The company is still in the process of developing its capital budget for next year, which "will not be announced until early 2015," Pioneer spokesman Tadd Owens wrote in an e-mail.

However, Brian Singer and Gabriele Sorbara, analysts at Goldman Sachs and Topeka Capital Markets respectively, wrote in two separate November reports that the company's total capital expenditure for next year could be close to $4 billion.

That would stand in stark contrast to ConocoPhillips and Royal Dutch Shell . During their recent conference calls, the former predicted it could cut its capital spending by about $700 million next year, while the latter said that it is in no hurry to develop its shale oil and gas assets at the Permian Basin in a weak pricing environment.

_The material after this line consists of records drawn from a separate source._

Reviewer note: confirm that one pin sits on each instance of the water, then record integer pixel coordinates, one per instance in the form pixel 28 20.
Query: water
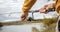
pixel 10 6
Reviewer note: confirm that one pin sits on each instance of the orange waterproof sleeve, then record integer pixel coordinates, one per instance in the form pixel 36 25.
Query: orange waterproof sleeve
pixel 57 6
pixel 27 5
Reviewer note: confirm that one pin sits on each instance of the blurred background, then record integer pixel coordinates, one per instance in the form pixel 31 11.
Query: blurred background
pixel 10 10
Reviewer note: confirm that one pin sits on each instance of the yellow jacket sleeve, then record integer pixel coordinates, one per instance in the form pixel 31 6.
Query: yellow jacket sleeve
pixel 27 5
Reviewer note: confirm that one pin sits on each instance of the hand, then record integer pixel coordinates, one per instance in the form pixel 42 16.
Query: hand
pixel 46 8
pixel 24 16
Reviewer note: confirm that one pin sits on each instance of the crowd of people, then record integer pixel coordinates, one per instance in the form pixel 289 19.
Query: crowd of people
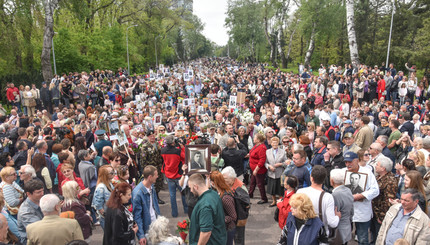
pixel 342 152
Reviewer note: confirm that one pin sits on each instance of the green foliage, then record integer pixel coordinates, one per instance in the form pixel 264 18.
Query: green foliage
pixel 91 35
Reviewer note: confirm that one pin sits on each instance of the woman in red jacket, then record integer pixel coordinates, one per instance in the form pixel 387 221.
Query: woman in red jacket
pixel 381 87
pixel 290 184
pixel 257 159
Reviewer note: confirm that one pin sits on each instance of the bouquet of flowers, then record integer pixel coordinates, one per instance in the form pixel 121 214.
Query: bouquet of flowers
pixel 183 226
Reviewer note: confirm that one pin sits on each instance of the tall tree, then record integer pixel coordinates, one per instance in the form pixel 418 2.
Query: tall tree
pixel 353 48
pixel 48 34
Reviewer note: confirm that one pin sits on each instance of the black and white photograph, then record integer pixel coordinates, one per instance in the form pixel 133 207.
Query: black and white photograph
pixel 180 108
pixel 157 118
pixel 201 110
pixel 356 181
pixel 197 158
pixel 186 77
pixel 180 126
pixel 232 102
pixel 113 127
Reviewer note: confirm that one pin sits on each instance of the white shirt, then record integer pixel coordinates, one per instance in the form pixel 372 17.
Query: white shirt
pixel 363 209
pixel 329 217
pixel 151 206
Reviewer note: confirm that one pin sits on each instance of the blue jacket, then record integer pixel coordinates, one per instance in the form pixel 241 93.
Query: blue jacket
pixel 318 158
pixel 311 233
pixel 141 202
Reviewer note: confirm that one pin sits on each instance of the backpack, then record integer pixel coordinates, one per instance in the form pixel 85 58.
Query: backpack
pixel 242 203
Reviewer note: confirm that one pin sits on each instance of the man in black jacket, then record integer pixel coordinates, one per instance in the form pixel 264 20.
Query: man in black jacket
pixel 234 157
pixel 45 96
pixel 333 159
pixel 405 124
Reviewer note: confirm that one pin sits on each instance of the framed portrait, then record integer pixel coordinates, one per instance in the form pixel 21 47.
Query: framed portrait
pixel 198 159
pixel 157 118
pixel 180 108
pixel 113 127
pixel 232 102
pixel 104 125
pixel 357 182
pixel 200 110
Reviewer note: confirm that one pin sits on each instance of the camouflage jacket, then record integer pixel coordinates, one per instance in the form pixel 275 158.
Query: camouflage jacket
pixel 151 155
pixel 387 189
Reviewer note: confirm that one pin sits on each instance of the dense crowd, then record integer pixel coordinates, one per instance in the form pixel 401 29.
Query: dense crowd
pixel 337 150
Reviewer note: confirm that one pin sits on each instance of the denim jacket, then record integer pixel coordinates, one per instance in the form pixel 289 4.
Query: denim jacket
pixel 141 202
pixel 101 196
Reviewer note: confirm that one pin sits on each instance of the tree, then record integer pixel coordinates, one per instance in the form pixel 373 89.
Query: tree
pixel 353 49
pixel 49 6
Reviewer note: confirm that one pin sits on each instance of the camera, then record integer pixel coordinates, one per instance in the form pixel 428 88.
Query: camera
pixel 61 132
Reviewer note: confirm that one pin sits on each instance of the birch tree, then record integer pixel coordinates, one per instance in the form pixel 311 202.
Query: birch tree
pixel 48 33
pixel 353 48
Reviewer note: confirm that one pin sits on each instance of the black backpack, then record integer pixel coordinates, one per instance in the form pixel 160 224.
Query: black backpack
pixel 242 203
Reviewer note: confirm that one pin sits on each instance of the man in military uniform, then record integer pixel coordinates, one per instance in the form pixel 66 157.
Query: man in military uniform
pixel 387 183
pixel 151 155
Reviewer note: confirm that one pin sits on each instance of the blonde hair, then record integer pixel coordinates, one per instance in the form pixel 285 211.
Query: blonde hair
pixel 312 125
pixel 6 171
pixel 419 156
pixel 303 206
pixel 70 192
pixel 158 230
pixel 276 139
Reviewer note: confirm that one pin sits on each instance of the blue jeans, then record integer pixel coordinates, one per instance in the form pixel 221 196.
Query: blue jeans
pixel 102 222
pixel 173 185
pixel 362 231
pixel 230 236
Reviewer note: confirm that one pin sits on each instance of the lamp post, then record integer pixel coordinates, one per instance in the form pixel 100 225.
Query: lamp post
pixel 53 53
pixel 128 59
pixel 156 57
pixel 389 38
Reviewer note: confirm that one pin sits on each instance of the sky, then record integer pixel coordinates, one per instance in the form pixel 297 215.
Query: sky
pixel 212 14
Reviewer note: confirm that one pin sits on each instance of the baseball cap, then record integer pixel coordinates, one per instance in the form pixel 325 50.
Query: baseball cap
pixel 347 135
pixel 350 156
pixel 170 139
pixel 100 132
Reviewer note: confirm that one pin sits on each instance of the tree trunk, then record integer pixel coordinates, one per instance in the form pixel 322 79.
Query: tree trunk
pixel 48 34
pixel 311 47
pixel 353 48
pixel 270 41
pixel 289 45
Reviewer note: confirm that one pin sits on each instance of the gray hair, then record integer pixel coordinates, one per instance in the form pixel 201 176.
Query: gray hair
pixel 48 203
pixel 377 147
pixel 158 230
pixel 426 143
pixel 82 154
pixel 298 147
pixel 28 169
pixel 229 171
pixel 385 163
pixel 338 176
pixel 383 139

Pioneer, on the other hand, has a high quality of assets that can still generate "returns in the neighborhood of 40% to 80%" even if oil prices remain between $70 and $80 a barrel, Chief Operating Officer Timothy Dove said during the recent conference call. 

The futures of benchmark WTI crude have been hovering in this range since the end of last month, now at $77.29 a barrel, showing a decline of 20% over the past three months.

Pioneer has said that it will continue to target annual production growth of between 16% and 21% through 2016, despite deteriorating crude prices.